The Seventh Circuit first rejected the argument that the public auctions, where the assets were being sold, constituted a free market that would determine the assets current values, thereby providing the lenders with the indubitable equivalent value of their secured claims. The Court found that in many cases, like the case sub judice, there was a “substantial risk” that assets sold in bankruptcy auctions would be undervalued.  The Court further found that the Bankruptcy Code, through various other provisions, specifically protected secured creditors from such risk of undervaluation, by giving them a right to credit bid. According to the Court, “indubitable equivalent” value, as prescribed by 1129(b)(2)(A), required similar protections for secured parties.

With respect to the second premise – the more controversial one – the Court determined that section 1129(b)(2)(A) of the Code was ambiguous enough to utilize the cannons of statutory construction.  The Court found that section 1129(b)(2)(A) could be interpreted in two ways, where the option 2 – pertaining to asset sales – either had a broader application or a more limited scope.  The Court rejected the broader application that allowed confirmation of any form of plan complying with the indubitable equivalent standard under option 3. The Court found that such an interpretation would render options 1 and 2 under 1129(b)(2)(A) meaningless in many circumstances.
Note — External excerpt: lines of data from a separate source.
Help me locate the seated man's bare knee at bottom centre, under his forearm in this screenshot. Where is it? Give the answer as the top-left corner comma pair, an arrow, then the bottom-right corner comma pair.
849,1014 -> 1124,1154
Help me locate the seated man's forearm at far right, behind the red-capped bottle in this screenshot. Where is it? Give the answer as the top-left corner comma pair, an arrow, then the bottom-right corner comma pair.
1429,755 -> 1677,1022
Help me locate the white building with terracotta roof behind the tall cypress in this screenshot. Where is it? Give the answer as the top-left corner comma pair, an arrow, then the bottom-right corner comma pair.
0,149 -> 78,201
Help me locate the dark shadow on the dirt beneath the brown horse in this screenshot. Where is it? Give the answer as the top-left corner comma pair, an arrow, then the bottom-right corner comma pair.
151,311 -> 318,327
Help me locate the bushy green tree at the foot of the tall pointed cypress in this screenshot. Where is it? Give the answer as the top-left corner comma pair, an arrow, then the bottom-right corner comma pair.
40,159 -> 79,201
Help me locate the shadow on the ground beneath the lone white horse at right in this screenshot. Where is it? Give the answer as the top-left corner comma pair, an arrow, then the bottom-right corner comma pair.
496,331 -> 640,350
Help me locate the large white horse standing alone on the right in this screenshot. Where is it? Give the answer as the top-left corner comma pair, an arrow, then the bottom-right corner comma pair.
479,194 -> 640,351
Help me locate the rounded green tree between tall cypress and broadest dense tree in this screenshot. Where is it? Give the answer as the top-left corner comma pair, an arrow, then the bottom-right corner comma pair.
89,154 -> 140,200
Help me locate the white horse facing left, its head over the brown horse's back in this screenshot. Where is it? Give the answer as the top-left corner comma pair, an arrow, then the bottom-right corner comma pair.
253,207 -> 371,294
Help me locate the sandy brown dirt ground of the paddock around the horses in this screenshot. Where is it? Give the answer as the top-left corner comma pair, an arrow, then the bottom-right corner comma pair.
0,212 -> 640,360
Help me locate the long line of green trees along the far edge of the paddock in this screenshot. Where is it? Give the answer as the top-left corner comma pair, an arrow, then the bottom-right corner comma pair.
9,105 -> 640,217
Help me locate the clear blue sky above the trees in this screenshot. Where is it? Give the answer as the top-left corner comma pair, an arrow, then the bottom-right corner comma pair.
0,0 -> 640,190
Favoring for limited construction of section 1129(b)(2)(A), the Seventh Circuit held that option 2 only applied to cramdown plans selling encumbered assets, free and clear of liens. Option 3, on the other hand, was a catchall that applied in cramdown cases where the debtor proposed to dispose of assets in a manner not covered by options 1 and 2.  In River Road, because the plans specifically attempted to sell assets free and clear of liens over the objection of secured creditors, they were not confirmable, as they did no comply with the specific, credit-bidding terms of option 2.


The Pacific Lumber and Philadelphia Newspapers cases served as a warning to secured creditors nationwide that their historical right to credit bid could be compromised by creative lawyers who could persuade not one, but two Circuit courts to construe the Bankruptcy Code out of the box.  As a result of these two cases, secured lenders began, almost instantly, to negotiate for additional protections in the collateral and financing orders with chapter 11 debtors. 

Nonetheless, there is much hope for secured parties. The Red River case now gives them a powerful tool within one jurisdiction that revives their historical credit-bidding rights.  More importantly, the Seventh Circuit opinion creates a rift between several Circuits that may be ripe for resolution by the Supreme Court.  If the Supremes grant the certiorari request in Red River, we can expect a nationwide resolution to this very controversial issue soon.